As a director, Hill is all flash and dash, showing off his skills rather than servicing the story. And as a screenwriter, he has delivered thin characters at best, relying on a seasoned cast to fill in the gaps.

In some cases, that happens. Certainly Bridges in the lead is at the top of his game, whether he's preening before a mirror, adjusting his flowing hair and bushy mustache; drawing his guns on several men at once, as they linger in a dark and dingy barn; or explaining during a poker game that he never apologizes to anyone — and warning those near him that no one had better touch his hat!

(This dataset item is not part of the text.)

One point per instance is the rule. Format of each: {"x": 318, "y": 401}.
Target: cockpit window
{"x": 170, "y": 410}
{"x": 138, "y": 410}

Also good are Hurt, Lane and others in smaller roles. But Barkin is all wrong as Calamity Jane, and some of the familiar faces in cameos — Bruce Dern as a wheel-chair-bound man seeking revenge in the streets of Cheyenne, Christina Applegate (yes, TV's "Married . . . With Children" sexpot) as a hooker, Keith Caradine as Buffalo Bill Cody and Marjo Gortner as, naturally, a firebreathing preacher — are inadequately explained and completely unnecessary.

As a movie, it's a hit-and-miss affair, and will probably only be of interest to faithful Western buffs.

"Wild Bill" is rated R for considerable violence, as well as some sex, nudity, profanity, vulgarity and drug abuse (opium smoking).